Miraculous. <\mə-ˈra-kyə-ləs\>. Webster's dictionary defines it as suggesting a miracle: marvelous. I definitely agree. This past summer has been quite a roller-coaster of a ride. I never thought for a second that I would earn an IMDB, meet numerous celebrities and countless producers as well as industry professionals, and be surrounded by studios. I still can't believe it. I feel like I was blessed with a miracle to be allow this. For the first time in my life, my career is taking off in the right direction. No more talking to people who think they have a general idea of what the business might be. No more fantasizing about working in the industry. No more having to spend every opportunity of every birthday wish on hoping one day to be a producer. It has come true. I am now on my way climbing the very same ladder millions have attempted, but very few have succeeded.
Now, I am more determined than ever, now that I am so close. I can walk away from those who are pretentious dreamers who believe that they are the next Spielberg when in reality they can barely make a infommercial. I can choose from passion projects with beautiful stories or work on less worthy films for rent. I would do my best to pursue stories that will unveil cinematic brilliance to the human eye, but some of those sacrifices will be made to make crapper sequels, but hey someone has got to put dinner on the table. The fact is I, now, have choices. I am able to do what very few are able to do. Do what I love for a living.

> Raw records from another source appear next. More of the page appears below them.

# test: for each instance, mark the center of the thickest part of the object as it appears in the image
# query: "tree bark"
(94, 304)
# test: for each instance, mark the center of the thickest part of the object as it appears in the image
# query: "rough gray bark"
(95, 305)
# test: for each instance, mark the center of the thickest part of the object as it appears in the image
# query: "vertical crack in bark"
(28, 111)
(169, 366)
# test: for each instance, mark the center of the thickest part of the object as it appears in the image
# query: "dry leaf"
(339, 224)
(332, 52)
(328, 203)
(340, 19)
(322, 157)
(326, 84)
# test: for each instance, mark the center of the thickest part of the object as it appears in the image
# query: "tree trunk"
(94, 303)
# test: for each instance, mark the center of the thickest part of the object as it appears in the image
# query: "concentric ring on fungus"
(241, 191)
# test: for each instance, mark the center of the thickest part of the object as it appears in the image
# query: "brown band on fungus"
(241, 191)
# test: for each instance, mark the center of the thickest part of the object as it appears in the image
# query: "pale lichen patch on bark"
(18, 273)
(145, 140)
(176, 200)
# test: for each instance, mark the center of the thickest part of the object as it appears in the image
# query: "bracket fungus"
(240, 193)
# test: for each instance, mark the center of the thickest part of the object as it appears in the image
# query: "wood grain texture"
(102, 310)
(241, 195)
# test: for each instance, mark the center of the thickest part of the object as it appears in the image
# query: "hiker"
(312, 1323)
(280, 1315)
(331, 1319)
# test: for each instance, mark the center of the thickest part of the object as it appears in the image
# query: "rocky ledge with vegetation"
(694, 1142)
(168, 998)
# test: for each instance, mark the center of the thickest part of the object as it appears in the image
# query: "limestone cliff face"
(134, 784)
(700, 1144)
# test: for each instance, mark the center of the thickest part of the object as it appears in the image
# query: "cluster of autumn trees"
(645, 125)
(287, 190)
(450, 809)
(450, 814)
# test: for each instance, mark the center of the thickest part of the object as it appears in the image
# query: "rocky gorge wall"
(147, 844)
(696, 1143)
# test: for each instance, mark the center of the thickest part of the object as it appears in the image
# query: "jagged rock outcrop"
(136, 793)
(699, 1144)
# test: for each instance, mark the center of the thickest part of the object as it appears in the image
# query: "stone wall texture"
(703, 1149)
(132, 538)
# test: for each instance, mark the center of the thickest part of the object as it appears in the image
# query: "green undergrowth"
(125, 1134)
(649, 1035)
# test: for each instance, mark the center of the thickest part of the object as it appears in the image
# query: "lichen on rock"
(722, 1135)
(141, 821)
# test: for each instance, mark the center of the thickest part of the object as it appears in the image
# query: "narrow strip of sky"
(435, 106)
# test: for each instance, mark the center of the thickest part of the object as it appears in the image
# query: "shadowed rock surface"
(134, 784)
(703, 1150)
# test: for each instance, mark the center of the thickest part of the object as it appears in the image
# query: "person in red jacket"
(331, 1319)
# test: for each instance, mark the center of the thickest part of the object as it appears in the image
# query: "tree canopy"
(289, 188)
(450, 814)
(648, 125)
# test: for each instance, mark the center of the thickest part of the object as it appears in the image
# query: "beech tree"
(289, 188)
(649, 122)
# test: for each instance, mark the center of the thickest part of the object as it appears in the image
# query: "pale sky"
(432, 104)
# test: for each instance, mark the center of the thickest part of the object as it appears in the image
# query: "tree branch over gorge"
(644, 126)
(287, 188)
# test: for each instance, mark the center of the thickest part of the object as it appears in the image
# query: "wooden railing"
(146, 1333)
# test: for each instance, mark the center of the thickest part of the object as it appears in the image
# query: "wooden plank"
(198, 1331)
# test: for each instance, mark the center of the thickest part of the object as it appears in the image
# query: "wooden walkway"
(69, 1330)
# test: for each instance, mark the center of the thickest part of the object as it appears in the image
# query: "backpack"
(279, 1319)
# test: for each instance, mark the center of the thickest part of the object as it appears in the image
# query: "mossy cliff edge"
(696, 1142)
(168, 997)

Despite all the hours of over-working, extreme amount of unnecessary high stress, and all the social sacrifices I have made, it was all worth it. The internship, the semester in LA, and all the PA jobs in between. I finally established myself, and not only that, but I know which direction to go. Some told me I can definitely stay in this cut throat business, few told me I am a rising star, but only one told me, "I am already proud." My father. He smiles with tears in his eyes and shakes my hand, and congratulates as I announced that I got job offers along side multiple internship offers. His words warms my heart, my soul. Everything my parents sacrificed for me is all so clear. They left everything behind for me. I left them to go to Chicago to do the same. I left to get a better start for my family.
Lately, I have been over-stressed, and I quite often ask myself. "Why am I doing this? Why should I deal with these cluster fuck of idiots? Do I really want to work for these strangers?" Each time the answer is still the same. "I love movies, and there is nothing quite like it. I am doing this for my career. I am doing this for my family. This is for me. This is for all of us. For an opportunity of a better life." Now I get it. Like all those people on those reality shows competing for that prize, I am now one of them playing the game of Survivor in Tinseltown.
It is hard to make a dream a reality, but some how I am surviving those odds. I am making it. I have to make it, because it is all I have got. I have been talking to many of my close friends and they seem to admire my drive and work ethic. Honestly, I do work hard because I hate being bored. I hate sitting there doing nothing. I despise laziness. I work hard, I play hard. Whatever it is I do, it is with passion. That is my secret ladies and gentlemen. I just love everything I do. So maybe you should go out there and do something you love.